Поэт, правильно понимающий свою задачу, ни в Тантале {83}, ни в Атрее, ни в прочих не покажет ничего случайного. У него Кир, Эней, Одиссей во всем будут примером для других, в то время как историк, обязанный следовать за действительными событиями, не вправе по своему усмотрению создавать (если только он не поэт) совершенных людей: рассказывая о деяниях Александра и Сципиона {84}, он не должен отдавать предпочтение привлекательным или непривлекательным чертам. А как прикажете распознать, что достойно подражания и что нет, - разве полагаясь на собственную рассудительность, которая не зависит от чтения Квинта Курция {85}? Но между тем нам могут возразить: пусть в наставлении первенствует поэт, но все же историк рассказывает о чем-то уже совершившемся, и потому его примеры сильнее воздействуют на человека. Ответ очевиден: если, основываясь на том, что было, например вчера лил дождь, доказывать, что он будет и сегодня, тогда, на самом деле, у историка есть некоторое преимущество перед вымышленным образом; однако если знать, что пример из прошлого лишь предполагает нечто похожее в будущем, тогда, безусловно, поэт окажется превзошедшим историка в той мере, в какой его пример - будь он из военной, политической или семейной жизни - будет разумен. Историк же в своем неприкрашенном было часто находит то, что мы называем счастливым случаем, опровергающим величайшую мудрость. Нередко он должен сообщать о событиях, причину которых не знает, если же он о ней и говорит, то говорит как поэт.

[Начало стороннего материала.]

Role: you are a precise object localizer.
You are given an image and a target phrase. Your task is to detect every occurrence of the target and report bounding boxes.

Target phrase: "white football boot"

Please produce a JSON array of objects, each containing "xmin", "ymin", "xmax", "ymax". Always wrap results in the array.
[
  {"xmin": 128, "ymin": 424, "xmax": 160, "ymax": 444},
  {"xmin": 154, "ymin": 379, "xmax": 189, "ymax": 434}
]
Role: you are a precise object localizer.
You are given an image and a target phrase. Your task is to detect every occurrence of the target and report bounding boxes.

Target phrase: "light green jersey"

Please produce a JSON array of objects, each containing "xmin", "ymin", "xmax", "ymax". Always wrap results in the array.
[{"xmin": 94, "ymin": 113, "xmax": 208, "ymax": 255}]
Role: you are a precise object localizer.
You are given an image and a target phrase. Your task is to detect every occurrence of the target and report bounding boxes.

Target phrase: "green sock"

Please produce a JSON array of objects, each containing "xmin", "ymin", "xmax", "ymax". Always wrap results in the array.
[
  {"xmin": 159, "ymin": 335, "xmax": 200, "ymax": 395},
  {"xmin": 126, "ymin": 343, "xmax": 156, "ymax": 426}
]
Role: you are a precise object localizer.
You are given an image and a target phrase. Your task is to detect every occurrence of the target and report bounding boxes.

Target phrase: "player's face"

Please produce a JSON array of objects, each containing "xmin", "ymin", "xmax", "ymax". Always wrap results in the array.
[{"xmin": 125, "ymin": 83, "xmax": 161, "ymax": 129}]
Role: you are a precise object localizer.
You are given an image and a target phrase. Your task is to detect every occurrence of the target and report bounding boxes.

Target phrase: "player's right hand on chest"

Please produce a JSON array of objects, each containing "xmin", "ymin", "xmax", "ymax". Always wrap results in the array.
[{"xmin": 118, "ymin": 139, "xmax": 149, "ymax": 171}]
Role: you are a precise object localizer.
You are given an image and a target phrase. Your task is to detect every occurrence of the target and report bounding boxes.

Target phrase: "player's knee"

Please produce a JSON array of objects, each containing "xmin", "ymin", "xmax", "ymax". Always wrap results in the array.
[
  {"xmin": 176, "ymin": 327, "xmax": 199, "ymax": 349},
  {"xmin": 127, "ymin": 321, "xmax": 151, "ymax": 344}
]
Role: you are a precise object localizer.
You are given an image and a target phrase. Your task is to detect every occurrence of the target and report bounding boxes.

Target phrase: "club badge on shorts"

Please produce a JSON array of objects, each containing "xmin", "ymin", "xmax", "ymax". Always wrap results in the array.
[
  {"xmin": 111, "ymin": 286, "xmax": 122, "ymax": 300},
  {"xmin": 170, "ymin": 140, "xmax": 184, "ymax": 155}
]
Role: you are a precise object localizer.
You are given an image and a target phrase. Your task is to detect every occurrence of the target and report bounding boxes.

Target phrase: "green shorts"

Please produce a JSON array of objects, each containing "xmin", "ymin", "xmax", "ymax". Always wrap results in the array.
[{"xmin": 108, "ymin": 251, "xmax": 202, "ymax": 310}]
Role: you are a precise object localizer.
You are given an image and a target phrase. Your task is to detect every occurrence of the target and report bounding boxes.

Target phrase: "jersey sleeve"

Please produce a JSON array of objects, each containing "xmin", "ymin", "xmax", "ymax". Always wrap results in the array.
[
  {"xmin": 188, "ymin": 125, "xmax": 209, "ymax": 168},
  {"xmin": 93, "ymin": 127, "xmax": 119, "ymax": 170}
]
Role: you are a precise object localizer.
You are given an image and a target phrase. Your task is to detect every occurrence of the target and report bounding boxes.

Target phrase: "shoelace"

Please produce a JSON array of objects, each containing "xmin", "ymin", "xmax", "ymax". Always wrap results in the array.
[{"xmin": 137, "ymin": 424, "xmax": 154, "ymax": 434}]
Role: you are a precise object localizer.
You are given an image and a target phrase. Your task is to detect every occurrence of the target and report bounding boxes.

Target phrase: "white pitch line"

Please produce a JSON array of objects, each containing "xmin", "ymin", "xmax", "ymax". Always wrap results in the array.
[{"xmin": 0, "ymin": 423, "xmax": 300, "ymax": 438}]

Для того, чтобы доказать, что вымышленный пример обладает такой же силой поучения, как и взятый из жизни (что касается побуждения, то ясно, что вымысел можно настроить на высочайшую мелодию страсти), позвольте привести пример, где соперничают поэт и историк. И Геродот, и Юстин свидетельствуют {86}, что преданный слуга царя Дария - Зопир, видя долгое сопротивление восставших вавилонян, притворился, будто попал в крайнюю немилость к своему господину: для подтверждения этого он приказал отрезать себе уши и нос; и когда он бежал к вавилонянам, те приняли его и за храбрость облекли таким доверием, что ему удалось найти способ предать их потом в руки Дария. У Ливия есть сходный рассказ о Тарквинии и его сыне {87}. Ксенофонт превосходно сочинил, как Абрадат {88} похожей уловкой оказал помощь Киру. И я хотел бы знать, представься вам случай таким же честным притворством; услужить своему повелителю, разве из вымысла Ксенофонта вы не могли бы узнать о нем так же, как из достоверного источника? Воистину это было бы для вас даже лучше, потому что при этом вы сохранили бы в целости нос, ибо Абрадат в своем притворстве не зашел так далеко. Итак, лучшее в истории является предметом поэзии, поскольку в любом поступке, деянии, в любой юридической, политической или военной хитрости историк ограничен изложением фактов, тогда как поэт (если он желает) может, подражая, создать нечто свое и украсить это по своему разумению, чтобы лучшей получилось у него учить и доставлять удовольствие. И рай, и ад Данте во власти его пера. И если бы меня попросили назвать имена этих поэтов, то я бы мог назвать многие, но речь моя, как я уже говорил и вновь говорю, не об искуснике, а об искусстве.